The restaurant door opened and after some negotiations amid a huddle of waiters the ma?tre d’ led a tall thin man, still wrapped in the blackness of his street-cloak, to my table.

“Sit.” I waved a hand at the chair opposite. He smelled of sweat and spice. “Try the quails’ eggs, they’re wonderfully . . . expensive.” I’d been pushing an exquisite meal around three highly decorated Ling plates for some while now. Caviar from Steppes sturgeons, tiny anchovies in plum sauce, artistically spattered across the porcelain, mushrooms stuffed with garlic and chives, thin strips of cured ham . . . none of it appealed, though it would require a full piece of crown gold to pay the bill.

The man took his seat and turned a face, as long and angular as his body toward me, ignoring the eggs.

“I found him. Debtors’ cells for Central, over on Piatzo.”

“Excellent.” Irritation wrestled relief. Damned if I knew why I’d wasted good money on an investigator—I could have guessed he’d end up behind bars somewhere. But a debtors’ prison? “You’re sure it’s him?”
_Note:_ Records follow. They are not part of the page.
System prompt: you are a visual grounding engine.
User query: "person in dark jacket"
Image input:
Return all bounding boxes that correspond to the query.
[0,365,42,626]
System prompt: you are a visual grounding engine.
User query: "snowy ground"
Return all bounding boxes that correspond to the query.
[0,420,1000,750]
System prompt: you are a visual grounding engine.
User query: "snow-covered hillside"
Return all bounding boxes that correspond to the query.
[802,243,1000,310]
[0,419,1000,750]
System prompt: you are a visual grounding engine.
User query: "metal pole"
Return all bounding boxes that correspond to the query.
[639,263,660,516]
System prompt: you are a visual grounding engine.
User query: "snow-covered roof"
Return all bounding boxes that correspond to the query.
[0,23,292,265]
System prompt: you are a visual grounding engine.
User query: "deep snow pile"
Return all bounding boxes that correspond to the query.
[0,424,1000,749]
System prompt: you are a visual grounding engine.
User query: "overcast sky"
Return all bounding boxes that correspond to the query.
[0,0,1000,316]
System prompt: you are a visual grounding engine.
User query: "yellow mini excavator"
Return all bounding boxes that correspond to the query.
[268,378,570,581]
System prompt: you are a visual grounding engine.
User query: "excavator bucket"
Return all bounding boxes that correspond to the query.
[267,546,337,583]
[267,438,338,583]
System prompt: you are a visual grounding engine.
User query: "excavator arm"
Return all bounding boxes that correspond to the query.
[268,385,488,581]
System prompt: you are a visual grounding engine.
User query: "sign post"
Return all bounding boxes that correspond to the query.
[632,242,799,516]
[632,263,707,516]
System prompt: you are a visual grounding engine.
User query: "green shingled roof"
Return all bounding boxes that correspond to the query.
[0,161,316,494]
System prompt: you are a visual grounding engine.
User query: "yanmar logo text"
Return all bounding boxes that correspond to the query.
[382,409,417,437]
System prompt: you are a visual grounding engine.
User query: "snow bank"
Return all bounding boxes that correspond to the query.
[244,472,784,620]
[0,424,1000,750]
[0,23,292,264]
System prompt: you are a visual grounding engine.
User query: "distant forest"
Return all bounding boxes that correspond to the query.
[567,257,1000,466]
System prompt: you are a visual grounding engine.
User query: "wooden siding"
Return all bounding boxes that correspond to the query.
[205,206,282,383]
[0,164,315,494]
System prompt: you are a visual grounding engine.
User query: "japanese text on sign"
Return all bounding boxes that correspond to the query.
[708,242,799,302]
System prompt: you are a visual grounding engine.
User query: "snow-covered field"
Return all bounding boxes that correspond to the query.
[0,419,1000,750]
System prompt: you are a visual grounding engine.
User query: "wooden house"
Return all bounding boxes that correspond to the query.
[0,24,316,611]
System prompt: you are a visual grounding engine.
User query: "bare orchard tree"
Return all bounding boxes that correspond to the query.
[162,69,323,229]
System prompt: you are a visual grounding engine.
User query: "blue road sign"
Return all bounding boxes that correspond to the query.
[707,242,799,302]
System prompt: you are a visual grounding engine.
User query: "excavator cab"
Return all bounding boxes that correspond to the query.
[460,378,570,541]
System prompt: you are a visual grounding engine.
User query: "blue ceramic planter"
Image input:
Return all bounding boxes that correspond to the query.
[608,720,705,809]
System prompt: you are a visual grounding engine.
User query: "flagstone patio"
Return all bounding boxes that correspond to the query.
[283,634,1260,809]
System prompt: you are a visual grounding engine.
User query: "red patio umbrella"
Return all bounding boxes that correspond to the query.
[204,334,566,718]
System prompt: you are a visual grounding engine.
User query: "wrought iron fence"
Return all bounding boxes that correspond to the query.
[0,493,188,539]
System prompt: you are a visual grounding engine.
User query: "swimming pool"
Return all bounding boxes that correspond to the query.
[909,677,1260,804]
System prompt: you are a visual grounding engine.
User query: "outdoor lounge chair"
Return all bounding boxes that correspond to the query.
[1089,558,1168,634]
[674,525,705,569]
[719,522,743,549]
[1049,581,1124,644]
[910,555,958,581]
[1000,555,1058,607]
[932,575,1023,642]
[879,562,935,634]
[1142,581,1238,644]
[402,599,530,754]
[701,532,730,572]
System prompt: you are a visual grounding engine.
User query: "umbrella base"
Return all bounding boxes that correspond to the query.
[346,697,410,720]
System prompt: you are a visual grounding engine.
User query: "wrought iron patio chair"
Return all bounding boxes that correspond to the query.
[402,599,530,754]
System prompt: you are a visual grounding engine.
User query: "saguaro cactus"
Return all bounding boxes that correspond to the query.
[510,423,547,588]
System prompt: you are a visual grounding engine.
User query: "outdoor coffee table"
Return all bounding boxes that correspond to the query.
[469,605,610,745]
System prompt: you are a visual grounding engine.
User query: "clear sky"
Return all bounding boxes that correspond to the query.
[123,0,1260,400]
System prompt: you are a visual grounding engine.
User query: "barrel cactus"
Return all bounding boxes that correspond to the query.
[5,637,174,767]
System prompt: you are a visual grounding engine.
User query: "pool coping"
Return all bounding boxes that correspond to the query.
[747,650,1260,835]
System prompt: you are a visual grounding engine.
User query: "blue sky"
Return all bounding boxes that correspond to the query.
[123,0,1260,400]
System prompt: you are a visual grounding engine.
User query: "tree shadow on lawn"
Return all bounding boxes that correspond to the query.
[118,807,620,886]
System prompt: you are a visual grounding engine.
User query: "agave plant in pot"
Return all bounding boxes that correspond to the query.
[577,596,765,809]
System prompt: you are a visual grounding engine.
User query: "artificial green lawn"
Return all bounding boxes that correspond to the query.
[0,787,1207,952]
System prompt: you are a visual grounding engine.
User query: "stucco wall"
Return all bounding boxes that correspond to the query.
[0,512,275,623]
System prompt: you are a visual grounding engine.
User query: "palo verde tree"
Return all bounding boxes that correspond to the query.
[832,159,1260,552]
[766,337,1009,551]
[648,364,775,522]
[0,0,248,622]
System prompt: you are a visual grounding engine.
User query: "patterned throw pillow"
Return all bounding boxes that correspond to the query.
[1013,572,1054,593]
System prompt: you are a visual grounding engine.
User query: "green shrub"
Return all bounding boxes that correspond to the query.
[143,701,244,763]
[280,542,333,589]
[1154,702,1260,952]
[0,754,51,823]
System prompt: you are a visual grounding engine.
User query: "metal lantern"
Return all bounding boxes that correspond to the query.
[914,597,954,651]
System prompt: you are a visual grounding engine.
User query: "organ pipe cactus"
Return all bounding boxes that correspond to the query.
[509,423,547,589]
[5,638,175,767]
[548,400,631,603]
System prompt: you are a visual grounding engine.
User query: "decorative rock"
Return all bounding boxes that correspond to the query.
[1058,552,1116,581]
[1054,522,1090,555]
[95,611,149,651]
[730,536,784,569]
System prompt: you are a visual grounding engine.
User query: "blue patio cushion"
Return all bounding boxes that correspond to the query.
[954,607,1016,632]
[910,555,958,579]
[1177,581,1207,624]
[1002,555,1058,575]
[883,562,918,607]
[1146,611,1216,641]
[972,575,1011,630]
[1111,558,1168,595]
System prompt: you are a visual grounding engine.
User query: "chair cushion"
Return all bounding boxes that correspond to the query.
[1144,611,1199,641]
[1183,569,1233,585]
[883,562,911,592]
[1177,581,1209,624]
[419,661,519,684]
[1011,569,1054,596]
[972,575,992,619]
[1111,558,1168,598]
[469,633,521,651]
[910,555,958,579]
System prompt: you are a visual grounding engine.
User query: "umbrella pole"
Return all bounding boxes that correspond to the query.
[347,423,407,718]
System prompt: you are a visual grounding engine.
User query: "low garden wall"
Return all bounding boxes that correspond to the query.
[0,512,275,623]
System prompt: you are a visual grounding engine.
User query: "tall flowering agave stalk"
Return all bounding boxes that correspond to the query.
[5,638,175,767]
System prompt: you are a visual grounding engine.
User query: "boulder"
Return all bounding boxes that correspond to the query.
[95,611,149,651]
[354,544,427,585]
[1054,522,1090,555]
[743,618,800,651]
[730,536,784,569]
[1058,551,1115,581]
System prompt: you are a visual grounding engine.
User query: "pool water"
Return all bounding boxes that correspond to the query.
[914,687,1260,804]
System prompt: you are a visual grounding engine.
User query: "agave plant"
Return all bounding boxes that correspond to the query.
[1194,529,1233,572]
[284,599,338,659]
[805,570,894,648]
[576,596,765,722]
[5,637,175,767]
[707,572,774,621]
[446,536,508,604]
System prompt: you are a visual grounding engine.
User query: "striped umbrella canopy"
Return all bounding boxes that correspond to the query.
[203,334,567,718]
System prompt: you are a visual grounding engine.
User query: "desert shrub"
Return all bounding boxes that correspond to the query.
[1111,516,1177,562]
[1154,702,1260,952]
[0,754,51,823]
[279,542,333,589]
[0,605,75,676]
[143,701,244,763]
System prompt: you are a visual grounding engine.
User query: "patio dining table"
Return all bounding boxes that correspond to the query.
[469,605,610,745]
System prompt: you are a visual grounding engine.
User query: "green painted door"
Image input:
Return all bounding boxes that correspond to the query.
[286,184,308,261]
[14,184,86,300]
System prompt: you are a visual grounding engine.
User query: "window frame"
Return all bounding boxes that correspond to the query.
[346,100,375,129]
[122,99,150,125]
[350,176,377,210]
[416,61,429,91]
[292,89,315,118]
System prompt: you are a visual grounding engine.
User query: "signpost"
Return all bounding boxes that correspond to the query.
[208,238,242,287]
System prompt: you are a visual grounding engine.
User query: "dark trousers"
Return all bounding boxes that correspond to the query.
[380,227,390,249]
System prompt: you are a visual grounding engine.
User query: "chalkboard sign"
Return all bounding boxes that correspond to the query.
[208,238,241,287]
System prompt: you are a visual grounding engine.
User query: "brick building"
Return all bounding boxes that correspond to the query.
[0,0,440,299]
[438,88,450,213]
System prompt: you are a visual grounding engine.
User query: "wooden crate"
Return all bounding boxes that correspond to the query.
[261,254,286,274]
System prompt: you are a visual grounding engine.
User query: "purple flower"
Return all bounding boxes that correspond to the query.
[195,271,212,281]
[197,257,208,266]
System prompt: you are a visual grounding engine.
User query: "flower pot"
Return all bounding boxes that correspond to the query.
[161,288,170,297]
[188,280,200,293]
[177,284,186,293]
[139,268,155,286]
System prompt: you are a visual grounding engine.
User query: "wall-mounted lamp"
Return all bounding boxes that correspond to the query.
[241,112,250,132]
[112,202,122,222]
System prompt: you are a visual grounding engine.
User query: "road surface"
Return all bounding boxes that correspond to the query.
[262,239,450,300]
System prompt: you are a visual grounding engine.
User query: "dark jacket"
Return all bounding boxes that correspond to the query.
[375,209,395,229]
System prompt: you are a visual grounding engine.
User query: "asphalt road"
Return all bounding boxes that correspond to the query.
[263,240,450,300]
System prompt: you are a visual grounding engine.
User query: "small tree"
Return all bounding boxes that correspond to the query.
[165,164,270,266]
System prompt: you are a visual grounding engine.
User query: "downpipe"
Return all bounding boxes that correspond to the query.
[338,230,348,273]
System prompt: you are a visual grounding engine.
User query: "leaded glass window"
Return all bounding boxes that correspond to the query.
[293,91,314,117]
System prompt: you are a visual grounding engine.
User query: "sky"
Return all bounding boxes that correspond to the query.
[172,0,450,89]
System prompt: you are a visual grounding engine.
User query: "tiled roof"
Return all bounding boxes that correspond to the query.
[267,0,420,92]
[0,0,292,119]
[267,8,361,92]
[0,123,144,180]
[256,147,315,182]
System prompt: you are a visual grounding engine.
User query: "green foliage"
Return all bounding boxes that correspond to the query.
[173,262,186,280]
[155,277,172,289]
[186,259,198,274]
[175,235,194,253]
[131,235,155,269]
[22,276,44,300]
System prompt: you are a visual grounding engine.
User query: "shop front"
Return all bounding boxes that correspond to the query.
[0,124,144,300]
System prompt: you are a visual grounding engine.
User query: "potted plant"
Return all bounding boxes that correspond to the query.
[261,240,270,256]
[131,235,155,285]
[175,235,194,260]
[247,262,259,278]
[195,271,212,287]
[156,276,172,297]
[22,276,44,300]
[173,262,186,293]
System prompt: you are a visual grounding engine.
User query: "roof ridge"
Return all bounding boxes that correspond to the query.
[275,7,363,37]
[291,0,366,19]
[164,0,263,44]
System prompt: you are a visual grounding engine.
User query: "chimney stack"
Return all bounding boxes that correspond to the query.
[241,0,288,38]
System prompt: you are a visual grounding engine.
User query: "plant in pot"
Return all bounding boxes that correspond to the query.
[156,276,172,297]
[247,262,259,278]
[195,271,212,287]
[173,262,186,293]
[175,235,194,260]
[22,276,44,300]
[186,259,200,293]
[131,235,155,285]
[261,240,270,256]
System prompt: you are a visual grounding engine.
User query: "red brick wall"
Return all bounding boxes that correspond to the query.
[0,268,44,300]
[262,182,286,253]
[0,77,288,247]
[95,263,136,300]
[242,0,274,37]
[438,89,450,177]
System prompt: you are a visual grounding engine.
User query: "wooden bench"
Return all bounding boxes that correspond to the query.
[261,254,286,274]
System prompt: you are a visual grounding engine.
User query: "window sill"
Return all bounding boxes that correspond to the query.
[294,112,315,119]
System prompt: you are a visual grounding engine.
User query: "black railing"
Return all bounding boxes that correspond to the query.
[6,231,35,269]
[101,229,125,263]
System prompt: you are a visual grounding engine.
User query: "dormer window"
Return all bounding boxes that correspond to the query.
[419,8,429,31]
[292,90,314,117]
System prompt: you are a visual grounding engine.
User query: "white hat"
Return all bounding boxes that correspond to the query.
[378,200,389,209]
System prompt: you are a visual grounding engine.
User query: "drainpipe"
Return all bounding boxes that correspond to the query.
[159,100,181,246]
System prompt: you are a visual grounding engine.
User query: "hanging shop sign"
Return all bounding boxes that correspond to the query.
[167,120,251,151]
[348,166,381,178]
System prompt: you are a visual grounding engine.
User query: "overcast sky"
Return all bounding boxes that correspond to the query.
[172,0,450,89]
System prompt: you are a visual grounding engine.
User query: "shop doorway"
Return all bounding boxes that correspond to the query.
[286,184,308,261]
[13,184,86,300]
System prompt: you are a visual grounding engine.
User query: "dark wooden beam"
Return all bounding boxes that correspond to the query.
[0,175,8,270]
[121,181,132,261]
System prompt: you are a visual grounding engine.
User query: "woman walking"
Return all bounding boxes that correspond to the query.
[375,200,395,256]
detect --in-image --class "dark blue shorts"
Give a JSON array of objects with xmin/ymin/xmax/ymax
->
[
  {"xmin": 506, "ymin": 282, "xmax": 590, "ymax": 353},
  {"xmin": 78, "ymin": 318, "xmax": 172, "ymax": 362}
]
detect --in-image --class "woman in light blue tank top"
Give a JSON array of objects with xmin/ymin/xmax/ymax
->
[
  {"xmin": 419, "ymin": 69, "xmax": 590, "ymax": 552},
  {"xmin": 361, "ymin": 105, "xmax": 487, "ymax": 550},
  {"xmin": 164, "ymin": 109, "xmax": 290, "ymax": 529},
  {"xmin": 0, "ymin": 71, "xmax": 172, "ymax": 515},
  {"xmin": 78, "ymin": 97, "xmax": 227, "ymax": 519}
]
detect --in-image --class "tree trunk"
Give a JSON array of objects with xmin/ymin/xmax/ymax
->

“We don’t get many northerners in Umbertide—well, not pale-as-milk, godless heathen northerners anyway, and not like him.” He pushed a small roll of parchment across the table. “The address and his case number. Let me know if I can be of further service.” And with that he stood, a waiter swooping to escort him from the premises.

I uncoiled the parchment and stared at the number as if it might unravel the path that led a penniless child to a debtors’ cell, or perhaps even answer the more vexing question—why I had wasted both time and money hunting him down? At least it had turned out to be surprisingly quick and easy to find him. The next thing to do was to set him up safe and secure somewhere he wouldn’t run away from. Then perhaps I could recover from my inconvenient and thankfully rare attack of conscience.

The year I spent at the Mathema had armed me with the expectation that numbers held secrets, but had failed to give me the tools to reveal them. I’d been a poor student and the minor mathmagicians tasked with my training soon despaired of me. The only corner of numbers that I had any purchase on were odds—born from my love of gambling. Probability theory, the Libans called it, and managed to suck most of the joy out of that too.

“98-3-8-3-6-6-81632.”

Just numbers. The Central Bank? I’d thought to find Hennan dead in a ditch or chained to a bench in some workshed . . . but not a guest of the Firenze Central Bank.

I stayed a while longer, watching the diners devour a small fortune, unable to tell how many of them were truly enjoying the over-salted delectables arranged in sparse displays across their platters.

I turned to signal for another glass of Ancrath red. There’s a noise that coins make when they move across each other, not quite a chinking, not quite a rustle. Gold coins make a softer sound than copper or silver. In Florence they mint florins, heavier than the ducat or the crown gold of Red March, and in Umbertide they also mint the double florin, stamped not with the head of any king, not with Adam, third of his name and last of the emperors, nor yet with any symbol of Empire—just the cipher of the Central Bank. That soft chink of gold on gold, double florins sliding over double florins, accompanied my motion when signing for more wine, and, though it made no more than a whisper beneath the currents of conversation, several pairs of eyes turned my way. Gold always speaks loudly and nowhere are ears more tuned to its voice than in Umbertide.